A set of keys. A wallet. And a ragged and torn piece of paper. It feels inhumane, to him, like he is a robber, a looter, but he goes through them nevertheless. ‘Four keys, including one for a car,’ Joe says. ‘A few debit c
ards. ID,’ he adds. ‘I don’t know what this is.’ He gestures to the piece of paper, torn and fluffy. As he opens it up, it falls into four pieces. It’s sodden with blood.
‘God,’ Cathy says. She comes over to him and scans it with the light of her phone. Both of their hands are shaking.

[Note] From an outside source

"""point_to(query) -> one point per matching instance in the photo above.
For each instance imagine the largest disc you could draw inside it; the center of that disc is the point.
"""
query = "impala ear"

‘It’s illegible. Let’s just bury them with him,’ Joe says.
‘No. If we take them, we might be able to … I don’t know.’ She shrugs in that way that she sometimes does. ‘Help in some way. If there is a next of kin.’
‘What – post them off?’ Joe says incredulously. ‘Dear sirs, we enclose –’
‘No. But you never know. We might be able to help,’ Cathy says. ‘We might be able to – to mitigate some of it. Some day.’ Joe watches her go back to the spades, her shoulders rounded and sad.
He stares down at the body. What are they doing? He kicks a nearby rock, which goes flying.
Cathy turns and looks at him. He watches her watching him, saying nothing, trying to calm himself down. ‘It’s for our family,’ he says quietly. ‘Isn’t it? This is what family is.’
Cathy turns away from him again and begins digging. There are three hearts, here in the woods, but only two of them are beating.
They’re five feet in, standing in the hole now, and it’s – Joe checks his watch – just after four o’clock. For two hours, they have dug in near silence, talking only logistics and how best to cut through the many tree roots. Owls hoot in the trees, but otherwise there is nothing except silence and darkness.